The contract does not bring back alley pickup lost by some residents in the last Waste Management contract seven years ago.

“Aside from that, this is a tremendous contract,” Mayor Bob O’Dekirk said. “We are paying less and getting more in return. I think this is an example of government working.”

The $133 million contract actually will cost the city less than it is paying now until the year 2024.

The city now pays a monthly unit price of $24.60, which reflects the contract cost per Joliet customer. In January, that price will go down to $21.70.

Unit cost reaches $24.55 in 2023 and then passes the current rate in 2024, when it goes to $25.16. In 2027, the last year of the contract, unit cost goes to $27.10.

The cost to the city is not the same as what residents pay.

Residents pay $25.20 a month ($19.20 for seniors) for garbage service to the city, which then pays Waste Management.

Residents will not lose any services.

They will gain weekly recycling pickup, which Councilman Larry Hug said people have been “screaming for.” Waste Management now picks up recyclables every two weeks.

Residents also will get the “At Your Door” service provided by Waste Management, which picks up electronics and household waste at the front door when customers ask for it.

The city now has no household service for electronics, which cannot be put out with the garbage, and no service at all for household hazardous wastes. Joliet does provide a central site for electronics recycling that is open periodically.

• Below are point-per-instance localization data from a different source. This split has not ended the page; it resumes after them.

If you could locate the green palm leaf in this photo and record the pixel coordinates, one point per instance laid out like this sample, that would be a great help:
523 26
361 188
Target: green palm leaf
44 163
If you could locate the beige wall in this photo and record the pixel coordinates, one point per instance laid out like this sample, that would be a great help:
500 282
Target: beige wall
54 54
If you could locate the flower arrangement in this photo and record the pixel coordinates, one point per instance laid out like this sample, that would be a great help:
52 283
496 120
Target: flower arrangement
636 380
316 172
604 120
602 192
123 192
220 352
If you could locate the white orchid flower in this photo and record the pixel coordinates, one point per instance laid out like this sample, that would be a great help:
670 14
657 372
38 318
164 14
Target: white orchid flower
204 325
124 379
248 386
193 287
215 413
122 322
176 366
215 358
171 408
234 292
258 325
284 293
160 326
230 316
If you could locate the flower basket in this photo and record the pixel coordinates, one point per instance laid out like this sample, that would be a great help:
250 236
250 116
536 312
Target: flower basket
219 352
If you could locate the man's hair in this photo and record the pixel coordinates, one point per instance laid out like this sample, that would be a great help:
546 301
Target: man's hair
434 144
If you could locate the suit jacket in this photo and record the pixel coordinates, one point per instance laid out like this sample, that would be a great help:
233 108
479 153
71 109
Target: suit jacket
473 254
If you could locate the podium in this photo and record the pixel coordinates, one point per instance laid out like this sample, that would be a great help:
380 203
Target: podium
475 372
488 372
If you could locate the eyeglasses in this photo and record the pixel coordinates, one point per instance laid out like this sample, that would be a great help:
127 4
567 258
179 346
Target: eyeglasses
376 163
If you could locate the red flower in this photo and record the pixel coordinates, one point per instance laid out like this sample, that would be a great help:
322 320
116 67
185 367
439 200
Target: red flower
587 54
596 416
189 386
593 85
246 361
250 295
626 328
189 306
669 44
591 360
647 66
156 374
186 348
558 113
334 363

Waste Management in the last contract stopped alley pickup in all areas except those where it was determined that street parking was too dense for curbside pickup. O’Dekirk and Councilwoman Jan Quillman said residents have wanted it back.

Interim City Manager Marty Shanahan said the staff committee that worked on the contract did not recommend a return to alley pickup because of an estimated $6 million cost to the city to make alleys truck-ready.

“We’d essentially have to turn them into roadways because of the trucks – the garbage trucks,” Shanahan said.

Shanahan said alley pickup would have added $1.17 to the unit cost in the contract.

Waste Management bid against Republic Services for the contract.

The Republic bid was a $175 million proposal that would have started at a unit cost of $27.84 next year and gone to $36.35 in 2027.

“We’re going to average less per month over the 10 years than we currently pay,” Hug said. “That was accomplished through the bidding process.”